Police in Fort Collins, Colorado have determined that last week’s media frenzy over a helium balloon that authorities initially feared carried a six-year-old boy was actually a concocted plan by the parent’s of the boy to gain attention. Various charges are pending that could send the parents to jail for several years and/or fine them up to half a million dollars.The balloon chase last Thursday included military helicopters and dozens of law enforcement vehicles.

Up until the time that Falcon Heene, the youngster who police initially thought had floated away in his family’s home made balloon, told CNN’s Wolf Blitzer that his dad said ” we did this all for the show”, it was believed that the incident was really a case of a missing child. Everyone was overwhelmingly relieved when Falcon was found hiding in the attic above the garage at home. He said that he hid because he felt he would get in trouble with his parents for allowing the tethered balloon to take flight.

Yesterday, Sheriff Jim Alderden said that the parents, Richard and Mayumi Heene had planned last Thursday’s escapade for at least two weeks as they sought to create a television reality show about them.
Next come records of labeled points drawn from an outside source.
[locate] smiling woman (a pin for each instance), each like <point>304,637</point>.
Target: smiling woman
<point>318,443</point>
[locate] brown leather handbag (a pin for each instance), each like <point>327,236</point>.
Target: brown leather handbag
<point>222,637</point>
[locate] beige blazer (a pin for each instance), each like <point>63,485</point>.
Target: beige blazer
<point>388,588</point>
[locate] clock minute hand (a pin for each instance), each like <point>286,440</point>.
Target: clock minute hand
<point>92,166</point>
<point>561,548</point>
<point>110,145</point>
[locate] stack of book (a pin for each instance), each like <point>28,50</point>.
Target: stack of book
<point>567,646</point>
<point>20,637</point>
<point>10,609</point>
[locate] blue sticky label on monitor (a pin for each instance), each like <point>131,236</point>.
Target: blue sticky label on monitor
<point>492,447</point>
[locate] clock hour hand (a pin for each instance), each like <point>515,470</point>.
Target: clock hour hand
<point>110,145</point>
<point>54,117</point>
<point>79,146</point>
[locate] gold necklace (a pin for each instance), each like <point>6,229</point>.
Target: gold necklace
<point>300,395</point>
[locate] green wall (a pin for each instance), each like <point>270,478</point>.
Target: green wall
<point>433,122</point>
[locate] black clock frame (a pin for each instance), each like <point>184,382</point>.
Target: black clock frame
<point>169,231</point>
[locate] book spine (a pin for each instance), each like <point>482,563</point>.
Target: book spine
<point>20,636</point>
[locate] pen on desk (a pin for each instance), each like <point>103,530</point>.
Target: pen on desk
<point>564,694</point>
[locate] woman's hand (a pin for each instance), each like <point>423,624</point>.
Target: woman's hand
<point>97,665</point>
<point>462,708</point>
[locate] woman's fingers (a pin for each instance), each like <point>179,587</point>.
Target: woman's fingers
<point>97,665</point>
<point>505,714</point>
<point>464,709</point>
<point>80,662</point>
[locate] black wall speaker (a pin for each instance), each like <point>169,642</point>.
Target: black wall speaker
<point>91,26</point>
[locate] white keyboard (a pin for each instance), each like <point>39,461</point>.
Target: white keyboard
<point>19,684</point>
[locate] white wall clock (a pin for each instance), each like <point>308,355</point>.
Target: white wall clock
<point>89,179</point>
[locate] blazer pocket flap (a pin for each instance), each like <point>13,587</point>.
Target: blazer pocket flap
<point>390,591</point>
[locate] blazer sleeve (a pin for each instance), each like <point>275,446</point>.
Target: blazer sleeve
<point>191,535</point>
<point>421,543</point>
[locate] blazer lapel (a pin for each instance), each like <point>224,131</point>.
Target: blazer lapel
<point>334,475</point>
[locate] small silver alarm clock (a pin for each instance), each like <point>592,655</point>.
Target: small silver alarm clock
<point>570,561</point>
The family was featured in a segment of ABC’s “Wife Swap” and had met in acting school.

The sheriff will recommending that criminal charges of conspiracy, contributing to the delinquency of a minor, attempting to influence a public servant and making a false report be filed against the couple. While Falcon and his two older brothers were “100% involved”, it is unlikely that they will be charged.

The Heene’s describe themselves as stormchasers, but in reality Richard Heene has a high school education and lays tile as a contract employee. He maintains a “nutty professor” image on the outside but according to the sheriff “he may be nutty, but he’s not a professor.”